Wednesday, February 2, 2011

Snow Day

Normally I am already awake at six o’clock in the morning. But last night I had gone to bed later than usual, and the night before I hadn’t slept well at all. So last night I got caught up and slept relatively peacefully. The last thing I recall before retiring was looking out my study window to see if the snow had begun. When the radio alarm suddenly announced the six o’clock news it startled me. For the previous twenty-four hours the media had been predicting a snow storm for most of Eastern Ontario, and this morning there was no let up in the pronouncements. Aside from the Egyptian uprising in the Far East there seemingly wasn’t much else to occupy the journalists.

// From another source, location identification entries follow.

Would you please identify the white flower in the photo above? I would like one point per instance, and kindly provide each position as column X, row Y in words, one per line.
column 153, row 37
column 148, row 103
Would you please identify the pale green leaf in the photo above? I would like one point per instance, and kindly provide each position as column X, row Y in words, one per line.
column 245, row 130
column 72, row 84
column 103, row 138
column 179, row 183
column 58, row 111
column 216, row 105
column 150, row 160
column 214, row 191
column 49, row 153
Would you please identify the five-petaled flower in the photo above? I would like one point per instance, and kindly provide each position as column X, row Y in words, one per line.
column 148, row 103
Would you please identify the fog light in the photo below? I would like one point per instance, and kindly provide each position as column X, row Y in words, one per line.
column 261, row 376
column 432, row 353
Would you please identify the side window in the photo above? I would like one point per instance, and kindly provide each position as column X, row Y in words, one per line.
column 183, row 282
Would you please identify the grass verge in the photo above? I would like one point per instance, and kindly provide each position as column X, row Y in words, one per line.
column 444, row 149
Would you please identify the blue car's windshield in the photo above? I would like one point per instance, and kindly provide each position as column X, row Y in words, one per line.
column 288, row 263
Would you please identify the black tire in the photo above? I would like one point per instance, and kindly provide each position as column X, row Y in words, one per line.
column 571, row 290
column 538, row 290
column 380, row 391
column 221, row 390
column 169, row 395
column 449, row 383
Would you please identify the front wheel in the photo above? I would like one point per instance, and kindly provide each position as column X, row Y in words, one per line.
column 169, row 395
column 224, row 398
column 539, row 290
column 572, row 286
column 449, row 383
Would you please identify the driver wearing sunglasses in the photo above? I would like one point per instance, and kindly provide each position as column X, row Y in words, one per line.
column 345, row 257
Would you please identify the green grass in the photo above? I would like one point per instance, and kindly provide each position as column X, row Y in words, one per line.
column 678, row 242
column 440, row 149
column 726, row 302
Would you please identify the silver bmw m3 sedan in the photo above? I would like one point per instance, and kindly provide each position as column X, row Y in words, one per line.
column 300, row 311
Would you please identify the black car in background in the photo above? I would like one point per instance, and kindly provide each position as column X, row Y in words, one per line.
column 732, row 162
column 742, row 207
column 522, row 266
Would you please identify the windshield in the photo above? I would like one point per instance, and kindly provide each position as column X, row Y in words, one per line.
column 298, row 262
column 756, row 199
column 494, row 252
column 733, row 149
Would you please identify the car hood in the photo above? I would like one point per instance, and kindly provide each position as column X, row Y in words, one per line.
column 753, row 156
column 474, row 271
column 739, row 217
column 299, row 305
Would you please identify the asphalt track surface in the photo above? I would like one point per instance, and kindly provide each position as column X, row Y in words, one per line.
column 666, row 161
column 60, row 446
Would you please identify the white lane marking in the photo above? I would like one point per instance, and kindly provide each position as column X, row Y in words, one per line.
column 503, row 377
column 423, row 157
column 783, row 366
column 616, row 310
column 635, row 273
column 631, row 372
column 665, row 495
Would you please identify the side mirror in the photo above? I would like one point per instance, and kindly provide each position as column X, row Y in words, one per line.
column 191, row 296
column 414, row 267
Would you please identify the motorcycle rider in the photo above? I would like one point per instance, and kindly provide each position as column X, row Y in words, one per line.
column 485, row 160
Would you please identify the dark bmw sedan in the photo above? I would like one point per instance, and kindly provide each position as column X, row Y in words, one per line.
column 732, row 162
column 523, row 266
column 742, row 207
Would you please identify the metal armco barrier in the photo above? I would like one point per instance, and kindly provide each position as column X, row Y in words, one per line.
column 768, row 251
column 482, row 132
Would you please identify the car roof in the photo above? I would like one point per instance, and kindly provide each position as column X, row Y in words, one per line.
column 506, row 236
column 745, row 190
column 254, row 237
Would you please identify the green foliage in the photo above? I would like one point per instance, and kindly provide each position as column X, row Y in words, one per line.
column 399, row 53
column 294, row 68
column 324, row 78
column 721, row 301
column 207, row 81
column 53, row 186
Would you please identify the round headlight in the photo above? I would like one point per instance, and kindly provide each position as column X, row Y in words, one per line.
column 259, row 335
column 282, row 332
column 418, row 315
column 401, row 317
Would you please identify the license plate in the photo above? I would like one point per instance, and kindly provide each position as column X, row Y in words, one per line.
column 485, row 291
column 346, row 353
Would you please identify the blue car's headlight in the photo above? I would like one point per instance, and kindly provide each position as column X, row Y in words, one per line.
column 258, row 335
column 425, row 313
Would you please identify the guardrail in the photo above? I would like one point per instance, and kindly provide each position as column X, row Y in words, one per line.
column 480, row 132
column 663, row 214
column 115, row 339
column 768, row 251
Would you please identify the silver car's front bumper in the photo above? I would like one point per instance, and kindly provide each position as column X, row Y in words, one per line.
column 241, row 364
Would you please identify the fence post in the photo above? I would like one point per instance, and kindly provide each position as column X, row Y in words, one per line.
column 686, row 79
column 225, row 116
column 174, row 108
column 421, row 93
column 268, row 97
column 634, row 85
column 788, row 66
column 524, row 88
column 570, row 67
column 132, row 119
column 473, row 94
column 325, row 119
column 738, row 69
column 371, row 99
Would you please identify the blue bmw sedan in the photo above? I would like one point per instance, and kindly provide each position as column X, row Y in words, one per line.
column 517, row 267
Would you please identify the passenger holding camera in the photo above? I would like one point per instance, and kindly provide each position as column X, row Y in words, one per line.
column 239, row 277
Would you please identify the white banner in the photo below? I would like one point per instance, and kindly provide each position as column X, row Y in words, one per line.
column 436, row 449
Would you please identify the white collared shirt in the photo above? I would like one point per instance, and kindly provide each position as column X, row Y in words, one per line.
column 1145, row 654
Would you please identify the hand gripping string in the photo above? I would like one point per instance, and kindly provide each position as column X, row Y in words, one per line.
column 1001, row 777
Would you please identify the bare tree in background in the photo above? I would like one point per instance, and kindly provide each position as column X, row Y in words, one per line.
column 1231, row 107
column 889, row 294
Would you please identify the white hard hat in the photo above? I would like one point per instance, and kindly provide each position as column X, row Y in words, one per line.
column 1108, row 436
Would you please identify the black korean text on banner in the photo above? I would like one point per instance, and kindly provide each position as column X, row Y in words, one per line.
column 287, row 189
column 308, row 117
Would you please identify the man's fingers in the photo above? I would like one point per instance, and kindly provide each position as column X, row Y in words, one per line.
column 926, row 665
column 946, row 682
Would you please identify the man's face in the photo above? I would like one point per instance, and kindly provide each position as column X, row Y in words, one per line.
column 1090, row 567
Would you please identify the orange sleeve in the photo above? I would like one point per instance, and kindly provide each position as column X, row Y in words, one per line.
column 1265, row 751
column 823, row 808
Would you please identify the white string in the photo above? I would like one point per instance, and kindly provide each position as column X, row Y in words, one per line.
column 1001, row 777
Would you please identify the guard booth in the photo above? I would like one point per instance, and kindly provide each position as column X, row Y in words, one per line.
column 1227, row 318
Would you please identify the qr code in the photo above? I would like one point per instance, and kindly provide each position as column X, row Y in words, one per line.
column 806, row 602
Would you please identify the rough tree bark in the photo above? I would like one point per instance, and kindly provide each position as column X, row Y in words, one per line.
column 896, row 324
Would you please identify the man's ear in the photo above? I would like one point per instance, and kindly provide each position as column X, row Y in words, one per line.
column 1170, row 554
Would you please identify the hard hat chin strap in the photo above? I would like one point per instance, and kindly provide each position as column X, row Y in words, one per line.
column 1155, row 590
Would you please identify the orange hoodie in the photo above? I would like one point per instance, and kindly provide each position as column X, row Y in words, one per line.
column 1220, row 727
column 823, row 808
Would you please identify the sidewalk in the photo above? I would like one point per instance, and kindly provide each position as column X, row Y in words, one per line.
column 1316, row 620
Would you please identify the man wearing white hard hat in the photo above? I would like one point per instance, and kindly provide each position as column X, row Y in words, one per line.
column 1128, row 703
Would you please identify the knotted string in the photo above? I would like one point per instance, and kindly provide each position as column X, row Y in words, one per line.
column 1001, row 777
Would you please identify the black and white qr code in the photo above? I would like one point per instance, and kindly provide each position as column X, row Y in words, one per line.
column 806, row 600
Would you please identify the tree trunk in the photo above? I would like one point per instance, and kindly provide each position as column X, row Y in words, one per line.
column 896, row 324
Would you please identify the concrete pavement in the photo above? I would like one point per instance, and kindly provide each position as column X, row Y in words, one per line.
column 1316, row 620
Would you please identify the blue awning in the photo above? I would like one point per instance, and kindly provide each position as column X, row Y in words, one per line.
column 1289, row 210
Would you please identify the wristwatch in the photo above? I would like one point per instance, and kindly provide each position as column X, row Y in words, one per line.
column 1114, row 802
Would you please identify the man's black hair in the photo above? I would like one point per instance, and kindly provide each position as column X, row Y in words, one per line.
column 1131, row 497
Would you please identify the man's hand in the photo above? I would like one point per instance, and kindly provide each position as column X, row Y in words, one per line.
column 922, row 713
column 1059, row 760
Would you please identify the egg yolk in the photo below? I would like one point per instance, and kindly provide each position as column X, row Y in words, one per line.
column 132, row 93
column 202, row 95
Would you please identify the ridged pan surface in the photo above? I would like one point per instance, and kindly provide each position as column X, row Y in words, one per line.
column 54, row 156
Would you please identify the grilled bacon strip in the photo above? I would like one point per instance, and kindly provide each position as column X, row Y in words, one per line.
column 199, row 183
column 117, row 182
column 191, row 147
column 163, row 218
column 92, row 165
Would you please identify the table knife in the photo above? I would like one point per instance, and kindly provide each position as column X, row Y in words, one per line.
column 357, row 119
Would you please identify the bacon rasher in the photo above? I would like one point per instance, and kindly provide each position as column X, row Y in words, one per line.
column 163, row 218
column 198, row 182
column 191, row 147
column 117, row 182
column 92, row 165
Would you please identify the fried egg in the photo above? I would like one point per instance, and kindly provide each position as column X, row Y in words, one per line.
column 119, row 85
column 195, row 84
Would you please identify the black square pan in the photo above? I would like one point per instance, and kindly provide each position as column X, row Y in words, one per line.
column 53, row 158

Well right on cue the snow began in abundance, along with the forecasted strong winds. Over breakfast we decided to walk to the office to avoid any trouble with automotive transport. I have to say it is a welcome consequence of the media frenzy that most people did the right thing and stayed off the roads which were already heavily laden with snow and hadn’t been ploughed. I was bundled to the limit, sporting my very warm and ample racoon hat which years ago I had purchased on Sparks Street on a bitterly cold winter day. My heavy leather winter boots made nice work of getting me through the ridges of snow created by one or two vehicles which had previously insisted upon traveling the almost impassable roads.

The otherwise difficult walk to the office was buoyed by the exhilaration which customarily accompanies a snow storm. Those of us who were on the snowbound streets were anxious to communicate a cheery “Hello!” to one another as if to prove we weren’t to be daunted by anything. Along the way I encountered two owners walking their respective dogs, one a puppy Golden Labrador, the other an unusually happy Sheltie. Both dogs were thrilled to be in the fluffy snow and were quite pleased, straining in their harnesses, to muzzle me as I approached them and their owner. I was thankful that I hadn’t to deal with timid or unfriendly dogs. A bit of canine contact is a good thing now and again.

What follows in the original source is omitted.